Historical Gardens To many visitors the division between the 19th-century gardens surrounding the house and the much earlier walled garden near the church seems curious. The cause can be best explained by the movements of the family.
The home of the Herveys from c.1475 to 1700 was Ickworth Hall, a Tudor manor situated close to the church, featured gardens of some ten acres sloping southward from the church. In their place the 1st Earl installed a formal garden, with a canal and summer-house, and a huge walled kitchen garden.
Present Gardens When, in 1829, the 1st Marquess moved into the recently completed East Wing of the long-awaited mansion, its 180-metre façade offered challenging opportunities for landscaping. Rather than approach a professional garden designer, the Marquis relied instead on the advice of his enthusiastic great-nephew, Charles Ellis, 6th Lord Howard de Walden.
Lord Howard de Walden responded by surrounding the southern front with an appropriately Italianate formal garden. Plantations of evergreens were edged with clipped box hedges, interspersed with walks of pencil cypresses. A long central path from the Rotunda leads, up a flight of steps, to a raised, gently curving terraced walk. The walk, over 120 metres long, is bounded by a low wall and provides wide views over the park and the site of Ickworth Hall.
If this type of garden was unusual for its date, the treatment of the entrance front was to be even more distinctive. Instead of creating a grand vista, the 1st Marquess allowed the dense belt of oaks and cedars originally planted to hide the building works to grow to its full height.

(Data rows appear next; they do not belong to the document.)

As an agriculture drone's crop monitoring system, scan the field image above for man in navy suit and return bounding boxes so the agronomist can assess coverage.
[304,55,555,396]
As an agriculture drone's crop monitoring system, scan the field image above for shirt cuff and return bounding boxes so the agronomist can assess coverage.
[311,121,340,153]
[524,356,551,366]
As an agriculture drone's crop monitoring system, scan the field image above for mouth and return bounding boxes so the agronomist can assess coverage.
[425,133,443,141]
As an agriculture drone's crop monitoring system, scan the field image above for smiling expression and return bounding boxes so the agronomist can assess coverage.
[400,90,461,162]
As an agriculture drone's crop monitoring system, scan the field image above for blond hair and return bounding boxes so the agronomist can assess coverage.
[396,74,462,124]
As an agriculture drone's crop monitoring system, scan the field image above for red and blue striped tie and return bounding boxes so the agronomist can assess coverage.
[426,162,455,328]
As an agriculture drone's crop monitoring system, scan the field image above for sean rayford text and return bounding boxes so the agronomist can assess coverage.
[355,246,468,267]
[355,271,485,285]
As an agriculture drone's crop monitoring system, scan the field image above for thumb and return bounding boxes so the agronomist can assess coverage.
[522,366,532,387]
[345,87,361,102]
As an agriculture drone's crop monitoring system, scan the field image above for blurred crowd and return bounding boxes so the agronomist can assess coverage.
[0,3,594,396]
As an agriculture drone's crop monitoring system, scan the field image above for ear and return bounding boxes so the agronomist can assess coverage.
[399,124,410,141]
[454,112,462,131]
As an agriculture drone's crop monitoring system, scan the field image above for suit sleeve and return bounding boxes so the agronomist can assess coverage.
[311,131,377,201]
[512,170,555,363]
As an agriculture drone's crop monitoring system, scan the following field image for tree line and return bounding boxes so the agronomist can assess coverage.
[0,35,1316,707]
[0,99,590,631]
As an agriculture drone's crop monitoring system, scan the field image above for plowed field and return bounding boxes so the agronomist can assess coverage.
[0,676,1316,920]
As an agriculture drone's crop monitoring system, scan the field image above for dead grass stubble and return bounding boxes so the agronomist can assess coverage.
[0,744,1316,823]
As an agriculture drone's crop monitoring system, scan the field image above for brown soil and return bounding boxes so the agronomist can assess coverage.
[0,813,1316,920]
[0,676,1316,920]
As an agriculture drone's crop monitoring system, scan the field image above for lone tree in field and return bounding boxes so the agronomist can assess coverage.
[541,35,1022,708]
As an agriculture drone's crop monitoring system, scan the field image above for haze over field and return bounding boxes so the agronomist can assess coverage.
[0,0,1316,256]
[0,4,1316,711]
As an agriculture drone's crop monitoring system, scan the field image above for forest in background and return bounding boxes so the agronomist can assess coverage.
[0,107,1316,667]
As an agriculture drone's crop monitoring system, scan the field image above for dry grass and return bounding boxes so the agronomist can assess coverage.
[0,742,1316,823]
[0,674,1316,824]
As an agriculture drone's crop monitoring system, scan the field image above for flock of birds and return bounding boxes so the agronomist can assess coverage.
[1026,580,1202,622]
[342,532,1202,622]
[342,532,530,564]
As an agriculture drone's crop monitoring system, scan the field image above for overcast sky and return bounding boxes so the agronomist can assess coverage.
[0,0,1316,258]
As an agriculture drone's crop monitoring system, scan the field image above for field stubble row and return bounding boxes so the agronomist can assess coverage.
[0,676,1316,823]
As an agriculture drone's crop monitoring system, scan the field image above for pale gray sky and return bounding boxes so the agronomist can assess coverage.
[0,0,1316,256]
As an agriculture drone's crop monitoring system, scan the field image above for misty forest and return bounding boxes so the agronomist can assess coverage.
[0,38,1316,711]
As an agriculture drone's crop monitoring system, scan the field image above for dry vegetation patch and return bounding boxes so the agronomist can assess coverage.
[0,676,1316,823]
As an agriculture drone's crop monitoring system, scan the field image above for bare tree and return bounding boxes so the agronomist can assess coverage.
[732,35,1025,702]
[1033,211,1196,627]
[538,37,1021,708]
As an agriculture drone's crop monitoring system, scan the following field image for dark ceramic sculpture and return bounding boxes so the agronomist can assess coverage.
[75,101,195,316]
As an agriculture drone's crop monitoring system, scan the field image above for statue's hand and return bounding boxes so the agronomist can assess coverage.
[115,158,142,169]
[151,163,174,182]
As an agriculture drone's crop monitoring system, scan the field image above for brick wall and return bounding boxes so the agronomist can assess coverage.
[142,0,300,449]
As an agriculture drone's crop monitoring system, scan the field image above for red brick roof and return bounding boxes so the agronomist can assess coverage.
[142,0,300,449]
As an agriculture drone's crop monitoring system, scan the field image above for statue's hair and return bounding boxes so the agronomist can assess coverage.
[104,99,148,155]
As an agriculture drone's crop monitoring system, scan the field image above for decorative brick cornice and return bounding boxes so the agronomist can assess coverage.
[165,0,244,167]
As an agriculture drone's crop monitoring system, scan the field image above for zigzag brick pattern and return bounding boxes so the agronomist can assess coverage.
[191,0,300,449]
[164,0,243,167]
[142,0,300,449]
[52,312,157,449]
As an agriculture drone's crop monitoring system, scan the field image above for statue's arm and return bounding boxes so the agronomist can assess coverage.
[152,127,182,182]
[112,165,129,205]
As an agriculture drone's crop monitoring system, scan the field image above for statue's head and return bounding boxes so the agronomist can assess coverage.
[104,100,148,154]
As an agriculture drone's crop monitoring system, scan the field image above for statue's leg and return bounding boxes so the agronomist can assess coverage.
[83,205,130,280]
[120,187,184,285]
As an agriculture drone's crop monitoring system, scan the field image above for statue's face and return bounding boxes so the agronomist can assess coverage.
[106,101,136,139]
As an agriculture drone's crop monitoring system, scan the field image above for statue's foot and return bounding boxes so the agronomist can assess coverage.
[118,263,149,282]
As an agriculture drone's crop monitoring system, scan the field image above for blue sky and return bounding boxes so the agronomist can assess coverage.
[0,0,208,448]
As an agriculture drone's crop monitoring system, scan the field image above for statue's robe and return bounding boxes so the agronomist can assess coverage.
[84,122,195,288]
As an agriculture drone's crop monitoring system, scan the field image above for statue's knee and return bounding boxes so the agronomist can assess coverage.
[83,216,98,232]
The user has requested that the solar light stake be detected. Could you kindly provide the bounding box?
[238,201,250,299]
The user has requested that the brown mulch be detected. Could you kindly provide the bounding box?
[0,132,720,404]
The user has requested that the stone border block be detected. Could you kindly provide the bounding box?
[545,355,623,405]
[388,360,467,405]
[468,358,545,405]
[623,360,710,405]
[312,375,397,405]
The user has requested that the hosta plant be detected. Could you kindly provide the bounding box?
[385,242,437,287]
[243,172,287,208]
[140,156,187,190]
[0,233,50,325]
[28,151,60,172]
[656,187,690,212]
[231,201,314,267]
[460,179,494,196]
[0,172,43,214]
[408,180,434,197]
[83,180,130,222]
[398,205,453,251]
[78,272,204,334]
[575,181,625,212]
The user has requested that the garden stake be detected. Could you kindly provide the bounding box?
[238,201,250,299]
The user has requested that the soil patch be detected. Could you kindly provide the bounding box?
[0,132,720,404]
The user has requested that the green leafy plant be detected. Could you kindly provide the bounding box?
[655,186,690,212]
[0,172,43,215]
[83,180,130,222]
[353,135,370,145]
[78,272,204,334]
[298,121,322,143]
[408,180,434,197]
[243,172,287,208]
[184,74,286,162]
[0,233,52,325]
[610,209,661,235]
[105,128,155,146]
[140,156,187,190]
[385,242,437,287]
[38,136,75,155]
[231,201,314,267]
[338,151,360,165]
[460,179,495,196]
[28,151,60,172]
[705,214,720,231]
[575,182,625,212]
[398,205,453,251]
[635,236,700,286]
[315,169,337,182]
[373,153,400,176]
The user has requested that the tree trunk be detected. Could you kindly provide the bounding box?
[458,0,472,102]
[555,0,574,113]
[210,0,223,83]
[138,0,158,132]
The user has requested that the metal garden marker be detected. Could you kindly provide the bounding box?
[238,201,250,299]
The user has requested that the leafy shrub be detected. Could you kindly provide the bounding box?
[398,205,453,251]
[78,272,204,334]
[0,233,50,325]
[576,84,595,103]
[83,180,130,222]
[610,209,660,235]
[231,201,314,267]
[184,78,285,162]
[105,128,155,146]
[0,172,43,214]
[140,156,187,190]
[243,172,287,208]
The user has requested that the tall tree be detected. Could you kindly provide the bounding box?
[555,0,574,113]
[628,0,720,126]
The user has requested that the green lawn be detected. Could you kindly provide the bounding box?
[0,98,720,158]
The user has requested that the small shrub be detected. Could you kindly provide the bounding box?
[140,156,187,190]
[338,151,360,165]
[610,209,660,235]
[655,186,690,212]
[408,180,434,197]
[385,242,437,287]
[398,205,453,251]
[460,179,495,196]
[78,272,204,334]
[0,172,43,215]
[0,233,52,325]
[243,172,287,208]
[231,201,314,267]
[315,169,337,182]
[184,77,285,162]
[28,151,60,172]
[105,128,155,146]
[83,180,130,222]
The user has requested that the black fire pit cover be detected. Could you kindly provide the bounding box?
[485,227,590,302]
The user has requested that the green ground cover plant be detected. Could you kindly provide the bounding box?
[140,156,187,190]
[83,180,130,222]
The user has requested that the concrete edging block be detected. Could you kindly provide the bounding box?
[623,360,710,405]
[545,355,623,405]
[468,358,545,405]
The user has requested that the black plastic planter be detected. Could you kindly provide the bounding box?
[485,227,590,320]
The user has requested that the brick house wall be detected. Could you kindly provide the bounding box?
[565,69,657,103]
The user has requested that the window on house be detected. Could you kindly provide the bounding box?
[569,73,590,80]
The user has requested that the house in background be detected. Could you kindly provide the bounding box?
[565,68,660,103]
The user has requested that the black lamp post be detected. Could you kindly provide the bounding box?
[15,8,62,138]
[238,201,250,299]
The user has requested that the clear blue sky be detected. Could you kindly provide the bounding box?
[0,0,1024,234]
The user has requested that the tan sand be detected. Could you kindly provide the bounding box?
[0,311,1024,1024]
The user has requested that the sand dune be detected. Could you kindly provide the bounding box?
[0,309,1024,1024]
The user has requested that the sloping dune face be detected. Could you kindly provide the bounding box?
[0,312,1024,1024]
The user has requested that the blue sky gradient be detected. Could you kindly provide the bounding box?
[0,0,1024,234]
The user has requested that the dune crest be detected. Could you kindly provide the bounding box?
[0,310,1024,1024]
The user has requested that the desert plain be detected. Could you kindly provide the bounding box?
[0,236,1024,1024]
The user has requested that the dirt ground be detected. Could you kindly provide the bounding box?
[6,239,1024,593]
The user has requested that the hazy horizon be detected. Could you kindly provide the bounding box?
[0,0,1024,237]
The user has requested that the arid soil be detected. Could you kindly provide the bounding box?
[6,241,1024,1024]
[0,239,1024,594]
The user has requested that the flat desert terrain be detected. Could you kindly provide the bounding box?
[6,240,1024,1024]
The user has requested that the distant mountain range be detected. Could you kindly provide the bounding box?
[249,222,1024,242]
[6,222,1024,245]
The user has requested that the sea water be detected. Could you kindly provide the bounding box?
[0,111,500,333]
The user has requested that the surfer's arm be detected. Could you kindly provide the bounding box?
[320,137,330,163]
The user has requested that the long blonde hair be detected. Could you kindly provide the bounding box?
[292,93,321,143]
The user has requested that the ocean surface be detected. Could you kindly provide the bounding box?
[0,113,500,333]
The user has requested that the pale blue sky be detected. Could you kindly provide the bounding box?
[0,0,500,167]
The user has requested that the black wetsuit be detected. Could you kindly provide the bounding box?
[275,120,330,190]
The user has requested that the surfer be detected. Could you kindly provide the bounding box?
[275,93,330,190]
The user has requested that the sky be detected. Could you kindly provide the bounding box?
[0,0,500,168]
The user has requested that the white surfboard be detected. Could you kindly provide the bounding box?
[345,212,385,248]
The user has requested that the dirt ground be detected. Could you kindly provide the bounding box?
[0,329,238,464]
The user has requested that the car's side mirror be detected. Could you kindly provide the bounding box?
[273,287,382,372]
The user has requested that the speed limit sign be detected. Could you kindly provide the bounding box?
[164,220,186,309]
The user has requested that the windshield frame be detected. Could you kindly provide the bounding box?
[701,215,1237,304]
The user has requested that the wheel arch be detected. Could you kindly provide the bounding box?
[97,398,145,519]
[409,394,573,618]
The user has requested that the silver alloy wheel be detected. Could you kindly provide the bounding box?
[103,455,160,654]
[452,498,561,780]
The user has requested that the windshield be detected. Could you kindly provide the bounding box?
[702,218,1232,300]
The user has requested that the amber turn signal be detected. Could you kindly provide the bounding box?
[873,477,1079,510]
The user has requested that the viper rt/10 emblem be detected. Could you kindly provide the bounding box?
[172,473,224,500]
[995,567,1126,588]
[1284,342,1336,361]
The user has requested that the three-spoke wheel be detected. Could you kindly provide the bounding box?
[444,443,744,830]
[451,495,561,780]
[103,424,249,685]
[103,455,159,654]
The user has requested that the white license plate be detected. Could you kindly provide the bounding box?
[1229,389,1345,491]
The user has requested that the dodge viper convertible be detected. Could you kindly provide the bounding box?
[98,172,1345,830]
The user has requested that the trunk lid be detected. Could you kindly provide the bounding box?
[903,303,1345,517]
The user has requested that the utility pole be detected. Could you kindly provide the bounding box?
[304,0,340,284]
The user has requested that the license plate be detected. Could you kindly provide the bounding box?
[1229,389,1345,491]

This ‘Building Plantation’ deliberately shielded all views of the house from the north, and gave visitors approaching from the main drive no hint of the surprise to come when they rounded the corner and found themselves confronted by the astonishing bulk of the Rotunda.
Informal Gardens To the west of the house, he adapted an existing section of ornamental woodland (possibly laid out by Capability Brown in the 1770s as an adjunct to Ickworth Lodge) to create the Albana Walk: a pleasure-ground walk named in honour of his wife, Elizabeth Albana Upton.
The last major element of the garden to be introduced was the Orangery with its adjoining terrace, added when the exterior of the West Wing was finally completed in 1841.
Emulating his grandfather, the 3rd Marquess also created a woodland path named after his wife – Lady Geraldine’s Walk, running along the perimeter of the Building Plantation, laid out c.1870.
Further Information Gerldine's Walk was exposed during work to clear damage following the 1987 storm. The area is part way through being renovated with a view to improving it for the enjoyment of people with visual impairments, and others with special needs such as wheelchairs users, educational parties, and for the benefit of wildlife conservation.